The magic of purification creates an aura of sacred space, which is not difficult to recognize when you are in it, but it is very difficult to describe in words.
To form such an aura, you need to expel other types of energy, including the fussy, mundane, “dirty” energy of everyday life.
After the cleansing energy fades away, sometimes all this gradually returns, but sometimes not, so in some cases the ritual of purification turns out to be persistent.
Wormwood is the most commonly used plant for incense recels, as incense is called in Old English.
The very act of smoking is called recening. Followers of the Celtic tradition use the term saining. This is an alternative to the Native American term smudging.
Wormwood can be bundled and burned in the same way as Louisiana Wormwood (Artemisia ludoviciana), traditionally used for such fumigations.
In addition, wormwood clarifies the mind and sharpens supersensory perception, so it makes sense to start with it any work in which at a certain stage you will need to enter a trance or an altered state of consciousness.
Some ghosts react more strongly to Wormwood than others. For some, it is enough just to put or hang it by the bed to see vivid dreams, similar to astral travel.
Others immediately go into a trance at her scent alone.

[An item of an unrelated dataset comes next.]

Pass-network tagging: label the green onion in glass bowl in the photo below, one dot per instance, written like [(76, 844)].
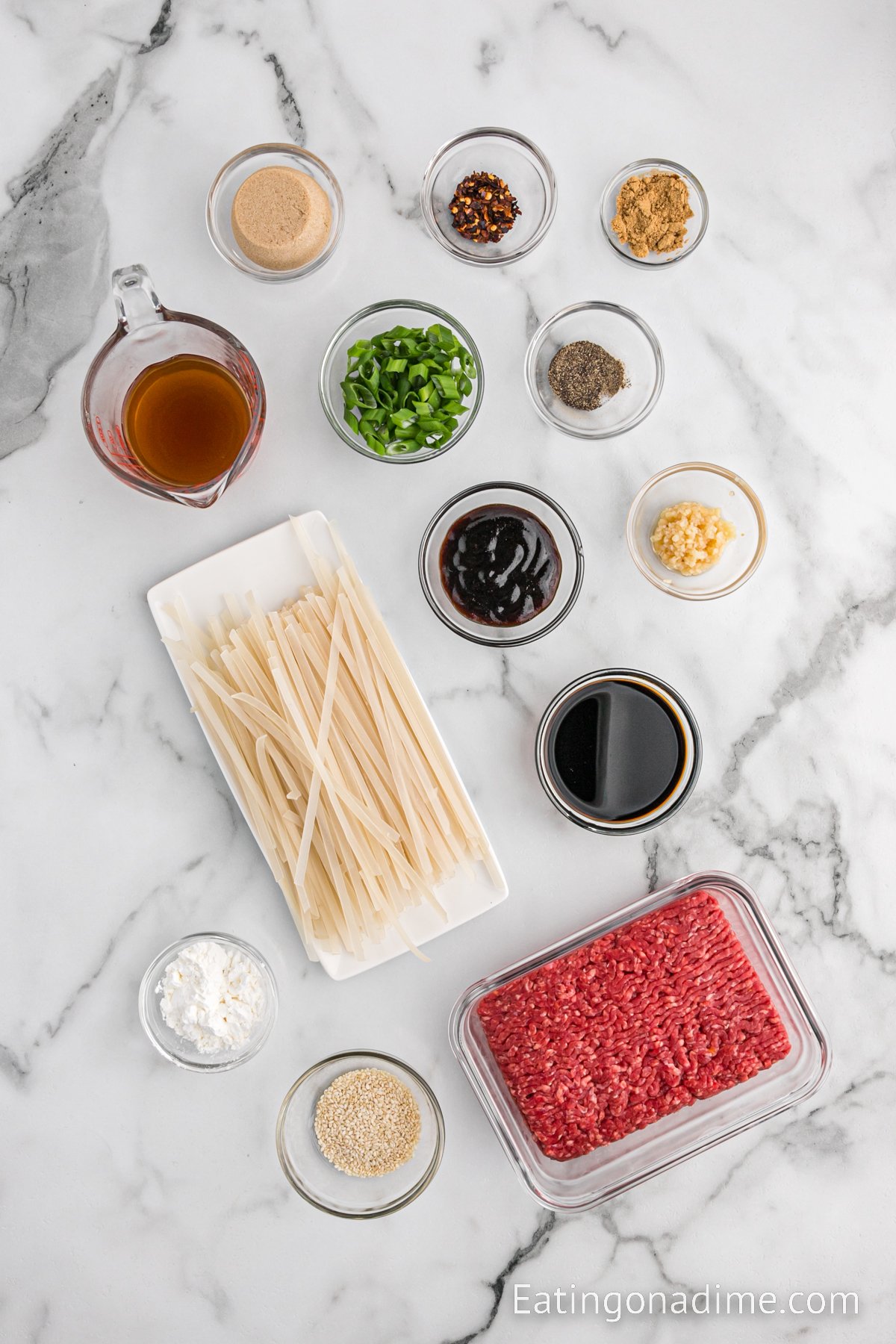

Here, probably, it all depends on whether the spirit of the plant likes you and whether he considers you “his”.
The best magical use for Common Wormwood is to use it as part of incense to fumigate the place in which some spiritual work is to be done, or to cleanse unnecessary vibrations at the end of the work.
Keep in mind that some visionaries, for one reason or another, fail to establish good relations with Wormwood. In this case, it can be replaced with burdock or juniper.